- Genre: Drama
- Starring: Ashima Bhalla Karan Grover
- Opening theme: "Meri Awaz Ko Mil Gayi Roshni" by Gayatri Iyer
- Country of origin: India
- No. of seasons: 1
- No. of episodes: 150

Production
- Running time: 22 minutes
- Production company: Fox Television Studio

Original release
- Network: STAR Plus
- Release: 23 April 2007 – 17 January 2008

= Meri Awaz Ko Mil Gayi Roshni =

Indian musical drama series

Meri Awaz Ko Mil Gayi Roshni is an Indian musical drama (film and television)drama television series that aired on STAR Plus from 23 April 2007 to 17 January 2008. The series starred Ashima Bhalla, Saumya Tandon and Karan Grover.

== Plot ==
Meri Awaz Ko Mil Gayi Roshni is a story about Raj (Karan Grover) and Sudha's (Ashima Bhalla) love, and Sudha's desire to become a singer to fulfill her late mother's dreams. The show takes a 360 degrees when Raj's former employer takes a liking to him and does everything in her power to sabotage his relations with Sudha.

== Music and Lyrics ==
Nida Fazli has written seven songs for the serial. A "musical saga", the serial has scores by Pritam's erstwhile partner Jeet Ganguly. And the songs have been sung by Gayatri Iyer-Ganjawala, Mahalaxmi Iyer and Hamsika Iyer. Nida Fazli says that the "musical" serial has the "possibility for good lyrics" as it deals with human relations and clash of egos. And an understanding music director (Jeet) was a bonus. "I was given a free hand to give my kind of lyrics for the serial. I agreed to write its songs only after I was convinced that it had a good storyline. Deepak Segal (Fox Television Studios India country head), like his father (Mohan Segal) has a sense of good poetry," says Nida, lamenting that many of today's songs are "concocted wordings", which fail to find any connect with the storyline.

== Cast ==
- Ashima Bhalla ... Sudha Malik
- Karan Grover ... Raj Malik
- Saumya Tandon... Ria Sahani
- Salim Shah ... Vijayendra Malik
- Shama Deshpande ... Meenakshi Malik
- Manish Goel... Rehan Kapoor
- Sahil Chauhan... Ishaan
- Kishwer Merchant... Rama Chopra
- Jiten Lalwani... Prakash Chopra
- Ritu Chaudhary... Sunita Chopra
- Mihir Mishra... Rishi Oberoi
- Avinash Singh Chauhan... Pappu Singh
- Kulbir Baderson... Chachi Ji

==Production==
The series was mainly filmed at SJ studio in Sakinaka, Mumbai.
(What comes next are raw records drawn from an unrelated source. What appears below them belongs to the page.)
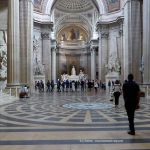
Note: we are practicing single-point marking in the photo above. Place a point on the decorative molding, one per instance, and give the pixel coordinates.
(104, 34)
(45, 35)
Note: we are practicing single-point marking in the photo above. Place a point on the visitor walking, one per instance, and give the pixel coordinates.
(117, 92)
(131, 92)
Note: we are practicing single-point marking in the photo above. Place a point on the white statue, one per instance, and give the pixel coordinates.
(113, 64)
(73, 71)
(64, 77)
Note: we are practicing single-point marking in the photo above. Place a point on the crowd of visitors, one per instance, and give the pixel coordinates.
(66, 86)
(130, 90)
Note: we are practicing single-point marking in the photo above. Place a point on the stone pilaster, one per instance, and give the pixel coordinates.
(103, 54)
(46, 48)
(54, 64)
(13, 53)
(132, 38)
(102, 50)
(93, 63)
(146, 40)
(26, 41)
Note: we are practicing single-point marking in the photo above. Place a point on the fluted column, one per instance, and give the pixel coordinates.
(54, 64)
(132, 38)
(26, 41)
(146, 40)
(46, 55)
(13, 53)
(102, 54)
(93, 64)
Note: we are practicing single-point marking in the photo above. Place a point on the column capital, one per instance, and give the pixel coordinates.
(104, 34)
(93, 48)
(45, 35)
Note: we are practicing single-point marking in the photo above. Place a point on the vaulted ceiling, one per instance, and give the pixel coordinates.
(76, 5)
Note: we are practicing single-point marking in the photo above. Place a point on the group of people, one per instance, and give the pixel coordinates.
(66, 85)
(24, 92)
(131, 95)
(130, 90)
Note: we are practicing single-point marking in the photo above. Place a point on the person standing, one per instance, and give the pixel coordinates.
(96, 85)
(131, 92)
(117, 92)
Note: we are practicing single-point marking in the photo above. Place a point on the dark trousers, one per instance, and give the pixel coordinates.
(130, 112)
(116, 95)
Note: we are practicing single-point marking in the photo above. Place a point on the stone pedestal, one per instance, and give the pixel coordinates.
(39, 78)
(112, 76)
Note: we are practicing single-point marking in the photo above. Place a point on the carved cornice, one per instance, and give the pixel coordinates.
(104, 34)
(104, 24)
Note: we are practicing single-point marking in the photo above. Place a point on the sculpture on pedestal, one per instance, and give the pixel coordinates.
(73, 71)
(113, 65)
(3, 55)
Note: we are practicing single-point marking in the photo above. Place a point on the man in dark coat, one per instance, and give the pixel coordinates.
(131, 93)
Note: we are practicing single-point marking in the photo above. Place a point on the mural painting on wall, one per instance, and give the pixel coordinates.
(3, 55)
(72, 33)
(38, 5)
(113, 5)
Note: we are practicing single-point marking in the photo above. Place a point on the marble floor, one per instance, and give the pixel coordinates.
(72, 121)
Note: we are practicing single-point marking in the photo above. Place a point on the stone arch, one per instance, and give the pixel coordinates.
(48, 5)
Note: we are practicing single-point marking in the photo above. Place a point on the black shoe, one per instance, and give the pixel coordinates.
(131, 132)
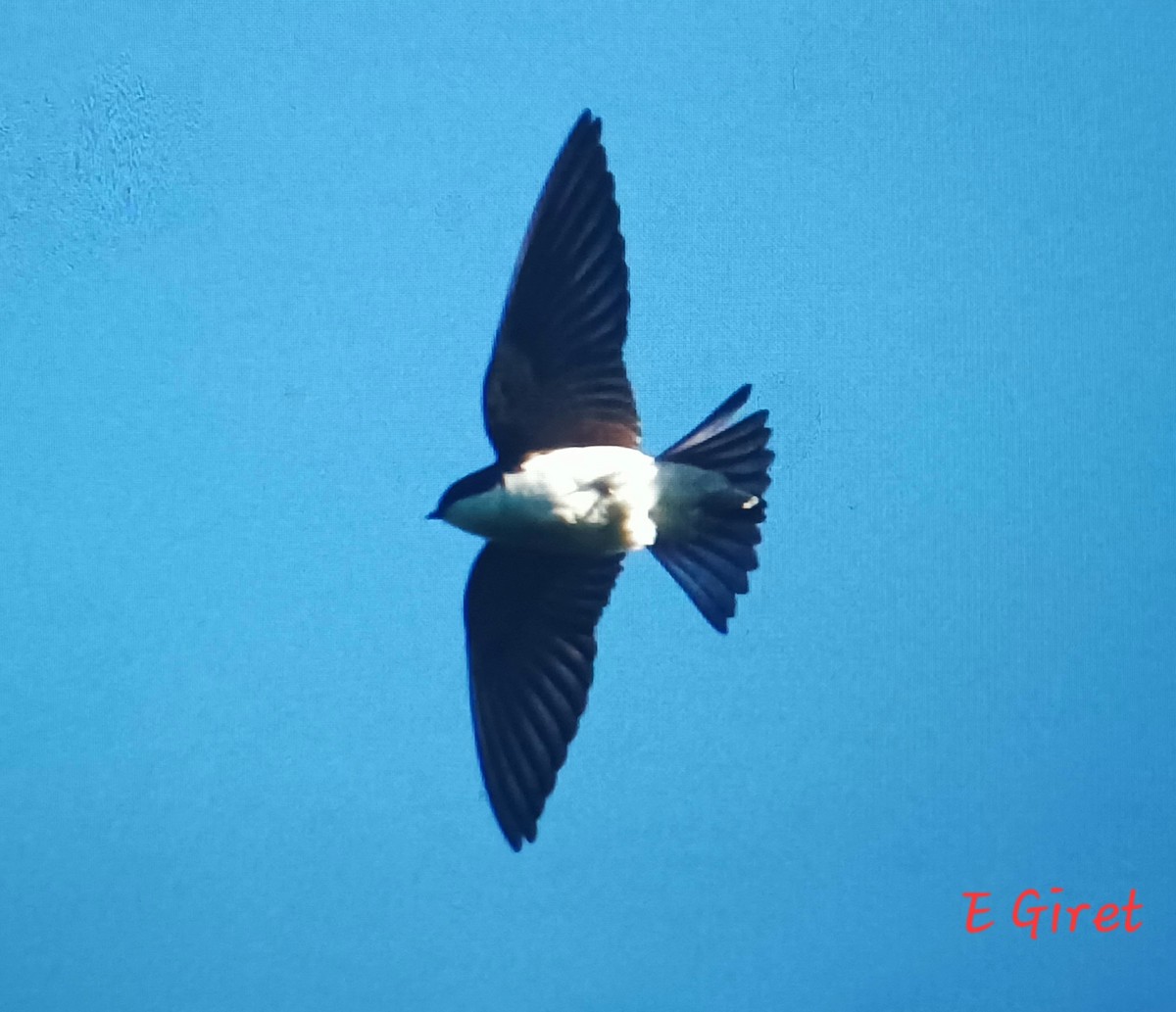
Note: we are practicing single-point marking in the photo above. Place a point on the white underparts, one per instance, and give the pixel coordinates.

The story is based on a real life character portrayed by Ashima Bhalla in the series as Sudha. Karan Grover while in Saarrthi bagged the lead role of Raj in 2007. Not being able to manage both, he quit the former series for this series for his character was killed in it.
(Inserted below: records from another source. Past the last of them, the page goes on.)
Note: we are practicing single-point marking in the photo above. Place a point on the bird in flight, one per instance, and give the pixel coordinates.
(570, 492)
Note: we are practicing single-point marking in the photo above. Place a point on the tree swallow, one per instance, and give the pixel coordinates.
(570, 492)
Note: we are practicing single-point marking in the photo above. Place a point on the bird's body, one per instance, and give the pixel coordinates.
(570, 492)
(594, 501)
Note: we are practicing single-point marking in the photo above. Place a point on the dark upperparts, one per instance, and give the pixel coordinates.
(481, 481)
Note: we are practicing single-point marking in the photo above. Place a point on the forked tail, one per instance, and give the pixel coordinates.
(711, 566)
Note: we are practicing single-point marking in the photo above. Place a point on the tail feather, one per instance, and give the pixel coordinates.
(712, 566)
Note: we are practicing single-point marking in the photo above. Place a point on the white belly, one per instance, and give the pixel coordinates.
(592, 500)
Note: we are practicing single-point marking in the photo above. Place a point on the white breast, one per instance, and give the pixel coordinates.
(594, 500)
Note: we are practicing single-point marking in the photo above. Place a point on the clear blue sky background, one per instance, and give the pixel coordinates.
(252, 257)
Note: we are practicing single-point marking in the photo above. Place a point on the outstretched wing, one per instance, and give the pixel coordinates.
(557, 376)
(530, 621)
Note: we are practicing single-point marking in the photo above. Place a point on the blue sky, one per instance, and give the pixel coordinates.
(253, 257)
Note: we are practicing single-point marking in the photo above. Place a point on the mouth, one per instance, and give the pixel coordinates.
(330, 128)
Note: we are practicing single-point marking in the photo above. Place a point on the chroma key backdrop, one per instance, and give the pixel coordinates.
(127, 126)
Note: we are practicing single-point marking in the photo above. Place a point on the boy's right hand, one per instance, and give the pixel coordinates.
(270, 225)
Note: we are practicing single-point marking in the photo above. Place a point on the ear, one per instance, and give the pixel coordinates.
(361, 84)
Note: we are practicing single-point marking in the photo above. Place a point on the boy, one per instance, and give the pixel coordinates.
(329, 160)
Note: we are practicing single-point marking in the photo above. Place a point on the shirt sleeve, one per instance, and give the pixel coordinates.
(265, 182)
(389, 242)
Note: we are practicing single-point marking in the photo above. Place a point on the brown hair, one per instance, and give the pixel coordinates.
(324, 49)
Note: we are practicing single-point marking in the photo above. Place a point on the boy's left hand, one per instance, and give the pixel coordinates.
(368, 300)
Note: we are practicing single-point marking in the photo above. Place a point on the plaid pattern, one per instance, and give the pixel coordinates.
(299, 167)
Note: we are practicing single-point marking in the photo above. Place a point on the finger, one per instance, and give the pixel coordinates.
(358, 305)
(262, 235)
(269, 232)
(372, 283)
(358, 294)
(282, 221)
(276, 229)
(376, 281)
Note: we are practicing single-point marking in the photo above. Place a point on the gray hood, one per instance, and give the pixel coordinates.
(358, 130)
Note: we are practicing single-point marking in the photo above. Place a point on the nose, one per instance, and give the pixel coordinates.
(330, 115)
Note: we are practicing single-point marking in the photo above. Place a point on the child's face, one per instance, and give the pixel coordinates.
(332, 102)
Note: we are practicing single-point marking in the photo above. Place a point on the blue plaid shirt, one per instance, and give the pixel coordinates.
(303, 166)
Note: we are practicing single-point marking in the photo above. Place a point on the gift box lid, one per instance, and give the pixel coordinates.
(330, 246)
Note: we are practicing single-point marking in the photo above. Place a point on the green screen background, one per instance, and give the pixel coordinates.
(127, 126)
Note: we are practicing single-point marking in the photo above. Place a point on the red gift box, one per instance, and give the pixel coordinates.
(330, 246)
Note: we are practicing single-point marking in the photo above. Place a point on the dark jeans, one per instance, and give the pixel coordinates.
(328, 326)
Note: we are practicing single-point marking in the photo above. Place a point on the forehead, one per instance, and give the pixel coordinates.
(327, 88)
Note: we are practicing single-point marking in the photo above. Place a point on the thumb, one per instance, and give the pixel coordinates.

In November 2007, Grover and Saumya Tandon playing Ria quit the series after which the series took a leap focussing on Bhalla's character.

This is the first Indian production of Fox Entertainment Group's Indian Subsidiary.

Initially aired at 9:00 pm (IST) slot, with the not expected ratings, in October 2007, it was replaced by Sapna Babul Ka... Bidaai and it shifted to 8:00 pm slot.